Practical Application

Students examine real ward photographs to identify practical barriers and enablers for older patients, then collaboratively redesign the space. This mirrors the real-world task of healthcare professionals who must notice environmental barriers, challenge ageist attitudes, and advocate for practical improvements in their workplaces.

Knowledge Transfer

Students transfer theoretical knowledge of age-friendly principles, ageism, and cultural sensitivity into visual analysis and collaborative redesign tasks. They connect their observations to clinical practice by identifying two things they can apply in their work immediately.

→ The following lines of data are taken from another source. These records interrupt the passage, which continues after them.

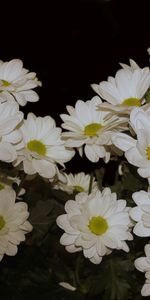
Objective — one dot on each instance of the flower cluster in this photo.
(95, 221)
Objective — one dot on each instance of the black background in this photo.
(71, 44)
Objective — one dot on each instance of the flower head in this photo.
(137, 150)
(10, 135)
(141, 213)
(90, 129)
(126, 90)
(13, 222)
(17, 83)
(43, 147)
(95, 223)
(77, 183)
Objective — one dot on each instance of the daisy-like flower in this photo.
(133, 65)
(76, 183)
(43, 147)
(90, 128)
(141, 213)
(143, 265)
(126, 90)
(10, 135)
(7, 182)
(95, 223)
(17, 83)
(13, 222)
(137, 151)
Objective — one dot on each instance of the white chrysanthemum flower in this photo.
(125, 91)
(143, 265)
(10, 135)
(141, 213)
(133, 65)
(7, 182)
(90, 128)
(77, 183)
(43, 147)
(95, 223)
(13, 222)
(17, 83)
(137, 151)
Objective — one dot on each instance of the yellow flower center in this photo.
(5, 83)
(2, 222)
(132, 102)
(37, 146)
(92, 129)
(78, 189)
(147, 150)
(98, 225)
(2, 186)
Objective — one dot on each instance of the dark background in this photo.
(71, 44)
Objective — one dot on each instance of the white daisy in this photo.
(17, 83)
(137, 151)
(10, 135)
(79, 182)
(133, 65)
(43, 147)
(95, 223)
(13, 222)
(92, 128)
(126, 90)
(7, 182)
(143, 265)
(141, 213)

Reinforcement & Reflection

What 2 things did I learn today that I can apply in practice? How might cultural background influence how older patients experience the ward environment? How do design choices promote or undermine dignity, equity, and safety?

Required Resources

Hospital ward photographs (provided in slides). Flip chart or shared slides platform (e.g., PowerPoint, Google Slides). Online forum or breakout rooms for virtual delivery. Optional: arrows, text boxes, stickers for annotating redesign slides.

Assessment / Evaluation

Group presentation: Each group presents their ward analysis and redesign proposals.
Before/after redesign slide: Groups create a ‘before/after’ redesign in shared slides.
Forum post: Individual reflection on ‘What 2 things did I learn today that I can apply in practice?’
Peer feedback: Students give feedback on each other’s redesigns in the forum.

Practical Tips

Ensure photographs are large enough to be analyzed; include zoom/enlarge functionality. Encourage groups to focus on low-cost, practical solutions rather than expensive renovations. Prompt discussion of both physical and cultural/attitudinal dimensions of age-friendliness.

Discussion Topics

What is age-friendly? What could create difficulties for older patients (including immigrants or culturally diverse groups)? Which design flaws were most critical to address and why? What improvements did your group propose, and how are they low-cost and practical? How do your changes promote dignity, equity, and safety for older adults? How might cultural background influence how older patients experience the ward environment?

Further Resources

Towards an ‘age-friendly-hospital’: Older persons’ perceptions of an age-friendly hospital environment in Nigeria. https://doi.org/10.1080/2331205X.2020.1853895
Age Friendly Health Systems — https://www.ihi.org/partner/initiatives/age-friendly-health-systems

Additional Remarks

This exercise complements theoretical modules on aging, ageism, and cultural competence by grounding these concepts in physical healthcare environments. The forum reflection and peer feedback components extend learning beyond the session itself.